Grass snakes mate in spring when the environmental temperatures are favorable. Females lay between 8-40 eggs in batches that hatch in about 10 weeks.
For the eggs to hatch, the environmental temperatures should range between 21-28oC (70oF-82oF) in areas of high humidity. Baby grass snakes are 18 centimeters (7 inches) long and are immediately independent.
When in danger, grass snakes have several ways to keep predators at bay. The most basic defense mechanism they employ is hissing and striking their opponent with their head. Grass snakes hardly use biting as a form of defense.
They produce a garlic-smelling fluid from their anal glands and play dead, otherwise known as thanatosis. They do this by becoming completely limp.
In some cases, grass snakes will secrete blood from their mouth and nose to convince predators that they are dead. This form of defense is known as autohaemorrhage.
Their most peculiar defense mechanisms involve raising the front section of their body and flattening their heads and necks to resemble a cobra’s hood to intimidate predators.

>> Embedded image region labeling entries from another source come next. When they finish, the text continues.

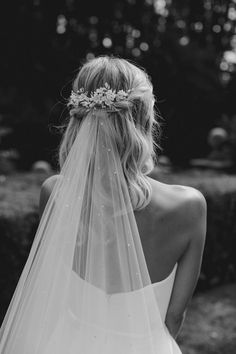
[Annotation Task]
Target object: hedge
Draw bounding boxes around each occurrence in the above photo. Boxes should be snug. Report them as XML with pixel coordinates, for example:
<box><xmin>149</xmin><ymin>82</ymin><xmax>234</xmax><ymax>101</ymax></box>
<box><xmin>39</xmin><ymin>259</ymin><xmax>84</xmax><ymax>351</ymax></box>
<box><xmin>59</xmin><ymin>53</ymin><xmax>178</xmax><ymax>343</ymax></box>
<box><xmin>0</xmin><ymin>170</ymin><xmax>236</xmax><ymax>319</ymax></box>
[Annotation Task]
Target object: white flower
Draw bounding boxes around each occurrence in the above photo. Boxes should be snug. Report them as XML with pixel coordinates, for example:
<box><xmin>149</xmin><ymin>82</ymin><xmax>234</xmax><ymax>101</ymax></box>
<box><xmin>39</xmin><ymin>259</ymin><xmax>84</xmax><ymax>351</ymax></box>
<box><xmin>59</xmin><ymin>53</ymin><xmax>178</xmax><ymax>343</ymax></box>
<box><xmin>68</xmin><ymin>82</ymin><xmax>131</xmax><ymax>110</ymax></box>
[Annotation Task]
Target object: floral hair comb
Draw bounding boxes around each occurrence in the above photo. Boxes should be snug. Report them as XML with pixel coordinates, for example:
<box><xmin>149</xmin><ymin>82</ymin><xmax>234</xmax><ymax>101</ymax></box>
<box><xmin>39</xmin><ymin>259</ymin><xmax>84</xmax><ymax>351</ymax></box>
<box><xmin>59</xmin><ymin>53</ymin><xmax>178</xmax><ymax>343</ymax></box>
<box><xmin>68</xmin><ymin>82</ymin><xmax>132</xmax><ymax>111</ymax></box>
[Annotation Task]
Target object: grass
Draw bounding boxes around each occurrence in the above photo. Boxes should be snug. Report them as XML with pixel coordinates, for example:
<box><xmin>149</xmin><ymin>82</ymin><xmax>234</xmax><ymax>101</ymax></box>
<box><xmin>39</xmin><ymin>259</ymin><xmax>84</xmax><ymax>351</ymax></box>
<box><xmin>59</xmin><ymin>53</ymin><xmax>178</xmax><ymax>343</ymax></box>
<box><xmin>0</xmin><ymin>170</ymin><xmax>236</xmax><ymax>354</ymax></box>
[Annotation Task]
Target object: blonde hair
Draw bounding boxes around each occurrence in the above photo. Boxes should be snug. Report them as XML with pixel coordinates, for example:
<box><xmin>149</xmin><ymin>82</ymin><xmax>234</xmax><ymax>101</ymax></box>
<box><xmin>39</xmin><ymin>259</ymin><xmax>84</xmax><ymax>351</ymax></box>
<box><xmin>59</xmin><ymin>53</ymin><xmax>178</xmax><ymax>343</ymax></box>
<box><xmin>59</xmin><ymin>56</ymin><xmax>159</xmax><ymax>210</ymax></box>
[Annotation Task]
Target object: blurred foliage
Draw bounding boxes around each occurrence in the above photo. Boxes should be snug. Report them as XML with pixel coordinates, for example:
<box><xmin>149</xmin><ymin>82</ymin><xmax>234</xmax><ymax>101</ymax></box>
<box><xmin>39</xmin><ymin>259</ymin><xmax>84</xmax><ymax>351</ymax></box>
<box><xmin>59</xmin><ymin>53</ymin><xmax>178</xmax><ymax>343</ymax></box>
<box><xmin>0</xmin><ymin>0</ymin><xmax>236</xmax><ymax>167</ymax></box>
<box><xmin>0</xmin><ymin>171</ymin><xmax>236</xmax><ymax>317</ymax></box>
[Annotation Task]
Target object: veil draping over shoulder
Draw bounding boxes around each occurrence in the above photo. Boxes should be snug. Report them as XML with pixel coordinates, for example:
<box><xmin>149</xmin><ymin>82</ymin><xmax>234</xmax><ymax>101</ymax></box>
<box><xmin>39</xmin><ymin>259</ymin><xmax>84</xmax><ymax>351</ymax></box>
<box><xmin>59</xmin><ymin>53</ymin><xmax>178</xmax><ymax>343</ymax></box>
<box><xmin>0</xmin><ymin>111</ymin><xmax>172</xmax><ymax>354</ymax></box>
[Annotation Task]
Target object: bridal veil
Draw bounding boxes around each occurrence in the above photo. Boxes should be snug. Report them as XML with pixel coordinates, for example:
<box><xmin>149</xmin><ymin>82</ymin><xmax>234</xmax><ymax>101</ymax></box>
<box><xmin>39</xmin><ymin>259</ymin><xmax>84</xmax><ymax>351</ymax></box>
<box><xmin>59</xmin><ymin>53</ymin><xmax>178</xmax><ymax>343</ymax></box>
<box><xmin>0</xmin><ymin>110</ymin><xmax>175</xmax><ymax>354</ymax></box>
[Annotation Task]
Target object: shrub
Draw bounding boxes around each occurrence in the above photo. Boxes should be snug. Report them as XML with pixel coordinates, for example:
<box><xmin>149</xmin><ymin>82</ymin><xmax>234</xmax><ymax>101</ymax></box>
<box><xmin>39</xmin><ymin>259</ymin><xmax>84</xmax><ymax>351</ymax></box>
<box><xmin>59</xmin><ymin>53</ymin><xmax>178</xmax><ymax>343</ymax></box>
<box><xmin>0</xmin><ymin>171</ymin><xmax>236</xmax><ymax>324</ymax></box>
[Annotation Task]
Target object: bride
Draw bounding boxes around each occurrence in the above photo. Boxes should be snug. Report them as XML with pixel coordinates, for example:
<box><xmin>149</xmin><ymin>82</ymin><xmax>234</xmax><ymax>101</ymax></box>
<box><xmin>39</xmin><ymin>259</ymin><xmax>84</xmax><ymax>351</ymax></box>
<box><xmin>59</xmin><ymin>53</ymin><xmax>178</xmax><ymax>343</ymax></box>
<box><xmin>0</xmin><ymin>56</ymin><xmax>206</xmax><ymax>354</ymax></box>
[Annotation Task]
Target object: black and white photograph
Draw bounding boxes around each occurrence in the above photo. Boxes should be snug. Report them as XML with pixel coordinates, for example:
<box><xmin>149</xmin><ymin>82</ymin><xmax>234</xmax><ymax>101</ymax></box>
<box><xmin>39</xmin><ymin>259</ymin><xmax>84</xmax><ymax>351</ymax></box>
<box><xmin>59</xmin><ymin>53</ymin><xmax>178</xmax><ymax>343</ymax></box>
<box><xmin>0</xmin><ymin>0</ymin><xmax>236</xmax><ymax>354</ymax></box>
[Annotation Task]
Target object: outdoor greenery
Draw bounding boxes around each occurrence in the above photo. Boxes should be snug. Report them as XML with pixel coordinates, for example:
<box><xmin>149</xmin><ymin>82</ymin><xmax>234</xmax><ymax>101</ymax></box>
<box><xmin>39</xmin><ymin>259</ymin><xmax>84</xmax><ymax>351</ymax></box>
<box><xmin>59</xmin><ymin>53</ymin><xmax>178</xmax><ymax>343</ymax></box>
<box><xmin>0</xmin><ymin>171</ymin><xmax>236</xmax><ymax>322</ymax></box>
<box><xmin>0</xmin><ymin>0</ymin><xmax>236</xmax><ymax>354</ymax></box>
<box><xmin>0</xmin><ymin>0</ymin><xmax>236</xmax><ymax>168</ymax></box>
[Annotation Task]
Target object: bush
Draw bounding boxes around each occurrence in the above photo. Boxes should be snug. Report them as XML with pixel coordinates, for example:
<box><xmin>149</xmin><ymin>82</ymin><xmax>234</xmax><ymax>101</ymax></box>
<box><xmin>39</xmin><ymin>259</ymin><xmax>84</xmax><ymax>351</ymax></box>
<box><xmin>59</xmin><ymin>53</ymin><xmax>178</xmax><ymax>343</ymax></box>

What Do Grass Snakes Eat In The Wild?
As previously mentioned, grass snakes inhabit areas near freshwater bodies as they are strong swimmers. These water bodies also serve as great hunting grounds. Grass snakes are carnivorous and feed primarily on animal matter.
Grass snakes tirelessly search for prey, typically on water edges, using their sight and smell to identify and keep track of them. You can also spot them lying still among Lilly pads stalking the fish.
Unlike their snake cousins, they swallow their prey whole without suffocating them using constriction. That is, without squeezing them before consumption. Their prey is usually nothing above 180 centimeters. Grass snakes will only feed on live prey.
Grass snakes usually begin by swallowing the heads of their prey first. But the direction the prey faces upon ingestion varies among different types of prey items eaten by the snake.
The size of prey that grass snakes eat increases with the size of the snake. That said, the larger snakes still prefer feeding on smaller animals.
Prey items on the grass snakes diet include:
- Amphibians – common frogs and toads serve as the main part of their diet. They will also feed on newts and salamanders on occasion.
- Rodents – such as voles and mice, are rarely eaten as they are not as easy to catch.
- Fish – are mainly eaten when grass snakes emerge from their hibernation in March because they are spawning and are easier to catch.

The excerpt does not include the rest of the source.